I remain symptom free, more about “letting go”

I received the following in a comment:

“Hi Howard,

Would you please share in your blog more about how you “let go”? I think that would be helpful to someone with Parkinson’s who is facing a similar need to surrender. I know Janice writes about it quite extensively, but I’m sure it would be helpful to get your perspective on this process.

Many thanks,

Linda”

I am uncertain who sees the comments, so I am responding with a new blog entry. On the morning that I received the suggestion to surrender my ego to my teacher and be done with it (Parkinson’s), I was confused. A little later in the morning, I sat down to read the next passage in a book I had started, Not Always So, Practicing the True Spirit of Zen, by Shunryu Suzuki.

 

Here is an excerpt from the passage I read that morning:

 

“Forget this moment and grow into the next. That is the only way. For instance, when breakfast is ready, my wife hits some wooden clappers. If I don’t answer, she may continue to hit them until I feel rather angry. This problem is quite simple — it is because I don’t answer. If I say ‘Hai!’ [‘Yes!’], there is no problem. Because I don’t say ‘Yes!’ she continues to call me because she doesn’t know whether or not I heard her.

Sometimes she may think, ‘He knows, but he doesn’t answer.’ When I don’t answer, I am on top of the pole (attached to the idea that reaching the top of pole you are climbing is enlightenment). I don’t jump off. I believe I have something important to do at the top of the pole: ‘You shouldn’t call me. You should wait.’ Or I may think, ‘This is very important! I am here, on the top of the pole! Don’t you know that?’ Then she will keep hitting the clappers. That is how we create problems.

So the secret is just to say ‘Yes!’ and jump off from here. Then there is no problem. It means to be yourself in the present moment, always yourself, without sticking to an old self. You forget all about yourself and are refreshed. You are a new self, and before that self becomes an old self, you say ‘Yes!’ and you walk to the kitchen for breakfast.” Pages 18-19.

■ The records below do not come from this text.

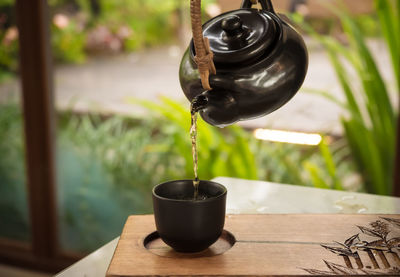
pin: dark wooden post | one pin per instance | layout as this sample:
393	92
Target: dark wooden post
37	91
396	181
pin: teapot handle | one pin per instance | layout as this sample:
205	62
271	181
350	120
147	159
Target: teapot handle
265	4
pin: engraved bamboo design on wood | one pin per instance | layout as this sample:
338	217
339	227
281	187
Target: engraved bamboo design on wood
375	257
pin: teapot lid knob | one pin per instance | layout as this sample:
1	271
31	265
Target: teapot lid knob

At the point where I read the suggestion and then read this passage, I was about 80% recovered from Parkinson’s, and I even had put in my blog that my perception was that I always would have Parkinson’s, but on a sliding scale, I was very close to the not-having-Parkinson’s end of the scale. It is why I got the nudge to jump off of the pole.

I needed to give this background so I can explain what I did to let go.

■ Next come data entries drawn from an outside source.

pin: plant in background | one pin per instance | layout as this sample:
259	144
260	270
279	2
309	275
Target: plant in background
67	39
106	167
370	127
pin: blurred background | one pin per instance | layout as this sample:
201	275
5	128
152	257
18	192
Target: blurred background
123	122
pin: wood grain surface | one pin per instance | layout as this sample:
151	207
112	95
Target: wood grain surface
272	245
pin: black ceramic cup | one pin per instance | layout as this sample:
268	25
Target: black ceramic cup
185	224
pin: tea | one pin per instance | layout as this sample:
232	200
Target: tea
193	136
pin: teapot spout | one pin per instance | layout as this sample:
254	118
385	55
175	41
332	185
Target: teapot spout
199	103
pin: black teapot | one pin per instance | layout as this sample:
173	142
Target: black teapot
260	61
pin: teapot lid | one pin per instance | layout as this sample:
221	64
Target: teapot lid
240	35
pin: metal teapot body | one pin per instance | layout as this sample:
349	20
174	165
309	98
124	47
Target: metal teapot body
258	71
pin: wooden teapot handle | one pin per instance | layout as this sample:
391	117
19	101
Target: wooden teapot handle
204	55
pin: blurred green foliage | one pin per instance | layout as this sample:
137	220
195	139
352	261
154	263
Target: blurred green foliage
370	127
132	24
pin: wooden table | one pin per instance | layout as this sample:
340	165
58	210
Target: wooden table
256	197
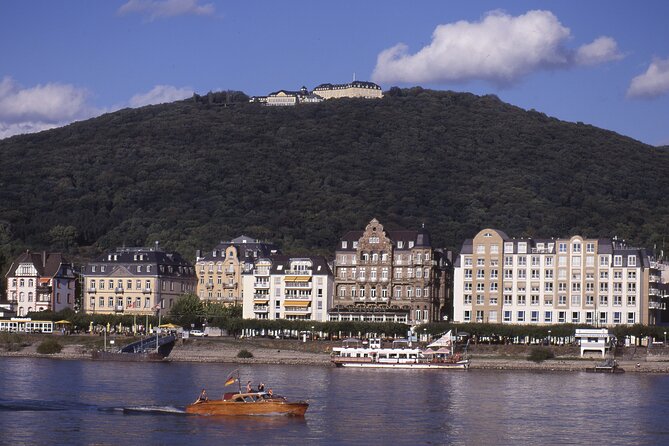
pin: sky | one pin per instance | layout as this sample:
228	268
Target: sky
600	62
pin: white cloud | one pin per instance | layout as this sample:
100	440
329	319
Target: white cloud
603	49
166	8
654	82
160	94
499	49
28	110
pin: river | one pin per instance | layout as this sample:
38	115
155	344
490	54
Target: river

That night when I headed to bed, Sally came over to me to perform the GV acupressure just like every night for the previous nine months so my tremors would subside and I could go to sleep. I declined. I told Sally that I thought I could deal with it, and if I had a problem, I would let her know.

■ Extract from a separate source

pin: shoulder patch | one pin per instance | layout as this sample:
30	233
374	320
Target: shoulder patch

Then, I performed the meditations/affirmations explained in my June 2nd blog entry. After tuning out the fear from my heart radio and giving gratitude for all the yucky things that did not happen to me that day, I let go of Parkinson’s like this:

I told my Higher Power, “I surrender my ego to you. I surrender my attachment to my Parkinson’s Disease to you. I am not afraid anymore. I no longer fear Parkinson’s. I no longer fear the scorn I may face by being cured from a disease the experts say there is no cure. I no longer fear the people who may say I was misdiagnosed or that I faked having the disease. I am surrendering my ego to you, that part of me that felt I needed to remain attached to Parkinson’s because the experts say once you have Parkinson’s you always have Parkinson’s. I am forgetting about my old self (Parkinson’s) and stepping into my new self (No Parkinson’s). I am saying “Yes!” and walking to the kitchen to have breakfast.”

I went to sleep, and when I awoke the next morning, my remaining symptoms were gone. That was 11 days ago, and my old self (Parkinson’s) is my old self…a memory of what was. I remain symptom free.